While there is the White House to be won, helping pass immigration reform won’t help Republicans secure Hispanic votes in that category, because anything positive on that happens under Obama’s watch will likely be credited by pro-immigration voters to him.
That draws down the incentive for former driving-force Republicans like Arizona’s McCain and soon-to-be-retiring Sen. Jon Kyl to push for a policy so reviled by most in their party.
That also apparently is sapping the president’s incentive to strike the conciliatory tone necessary to bring legislative partners on board.
“We have gone above and beyond what was requested by the very Republicans who said they supported broader reform as long as we got serious about enforcement,” Obama said in El Paso Tuesday.
“I suspect there will be those who will try to move the goal posts one more time. They’ll say we need to triple the border patrol. Or quadruple the border patrol. They’ll say we need a higher fence to support reform. Maybe they’ll say we need a moat. Or alligators in the moat,” he said. “They’ll never be satisfied. And I understand that. That’s politics.”
If it's politics, Obama has to hope his words resonate out 18 months from now, when he’ll need Hispanic voters to win Nevada.
Obama seized the state with a comfortable 12.5 percent margin of victory in 2008. But this election is about jobs and the economy, and Nevada, being the hardest-hit state in measures of unemployment and foreclosures, is going to be among the last to make a full recovery.

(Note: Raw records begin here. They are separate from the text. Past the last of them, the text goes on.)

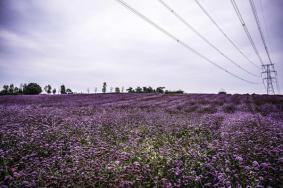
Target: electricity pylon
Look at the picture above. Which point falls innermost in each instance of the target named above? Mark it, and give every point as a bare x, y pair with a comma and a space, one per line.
269, 76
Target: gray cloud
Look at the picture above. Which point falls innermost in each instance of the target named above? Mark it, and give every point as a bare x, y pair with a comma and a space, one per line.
83, 43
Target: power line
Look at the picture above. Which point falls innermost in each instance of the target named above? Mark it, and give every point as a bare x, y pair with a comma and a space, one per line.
224, 34
203, 38
127, 6
235, 6
253, 7
259, 28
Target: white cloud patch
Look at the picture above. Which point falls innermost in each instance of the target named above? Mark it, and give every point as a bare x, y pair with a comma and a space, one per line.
84, 43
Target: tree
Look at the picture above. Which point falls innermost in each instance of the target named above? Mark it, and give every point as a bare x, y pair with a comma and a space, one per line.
63, 89
16, 91
69, 91
138, 90
11, 89
32, 89
130, 90
160, 89
117, 90
5, 90
48, 89
104, 87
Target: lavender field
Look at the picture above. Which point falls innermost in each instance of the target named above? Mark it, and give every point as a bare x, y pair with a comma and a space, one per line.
141, 140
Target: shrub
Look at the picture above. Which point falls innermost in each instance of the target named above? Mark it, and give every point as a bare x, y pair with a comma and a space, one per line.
229, 108
32, 89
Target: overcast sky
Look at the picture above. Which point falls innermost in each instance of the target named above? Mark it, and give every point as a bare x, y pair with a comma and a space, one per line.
82, 43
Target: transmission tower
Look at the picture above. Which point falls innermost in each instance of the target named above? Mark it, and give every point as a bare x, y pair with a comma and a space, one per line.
269, 76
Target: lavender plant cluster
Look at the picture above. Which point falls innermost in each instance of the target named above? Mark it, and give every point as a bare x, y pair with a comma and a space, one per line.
141, 140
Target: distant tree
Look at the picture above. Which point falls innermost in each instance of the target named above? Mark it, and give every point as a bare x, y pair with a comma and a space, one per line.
160, 89
117, 90
130, 90
11, 89
174, 92
138, 90
32, 89
69, 91
16, 91
5, 90
21, 89
222, 91
48, 89
144, 90
104, 87
63, 89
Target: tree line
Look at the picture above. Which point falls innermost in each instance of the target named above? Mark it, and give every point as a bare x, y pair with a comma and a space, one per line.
35, 89
32, 89
142, 90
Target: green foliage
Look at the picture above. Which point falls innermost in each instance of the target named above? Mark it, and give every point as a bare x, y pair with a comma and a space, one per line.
69, 91
32, 89
104, 87
48, 89
63, 89
160, 89
117, 90
174, 92
130, 90
138, 90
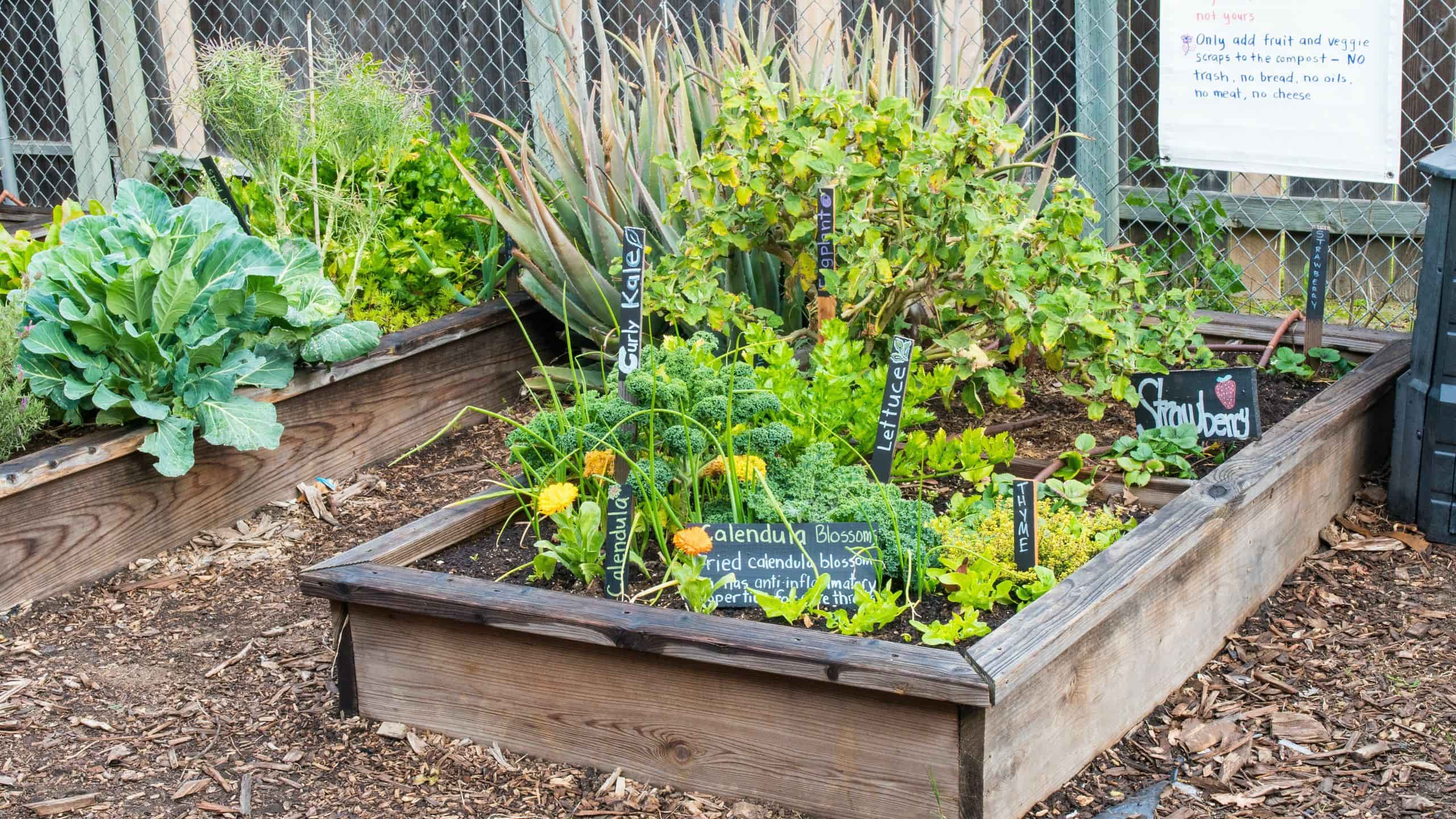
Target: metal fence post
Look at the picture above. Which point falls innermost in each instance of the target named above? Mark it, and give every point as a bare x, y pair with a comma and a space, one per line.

That makes such a large margin less of a sure thing and a high turnout of a reliable, growing base of Hispanic voters all the more vital.
But if Congress can’t overcome its Sisyphean pattern on immigration and produce a bill, Obama’s got to hope Hispanic voters come out in November 2012 for what will by then be a four-year-old promise.
Depending on how things go between now and then, his best instigators may be the undocumented immigrants like Blanca, for whom even the least glimmer of hope is enough to keep their dedication up, election cycle after election cycle.
Blanca still hopes for passage of the DREAM Act so she can apply for a driver’s license, qualify for student loans for graduate school and, eventually, secure the legal status she’ll need to start her career.
So she works the phones, presses the flesh, tries to raise awareness about immigration issue in Las Vegas and urges her voting-eligible friends and family members to head to the polls.
“You just keep running. You gotta finish the race,” she said. “Just keep going, because if you don’t, you’re not going to complete this race.”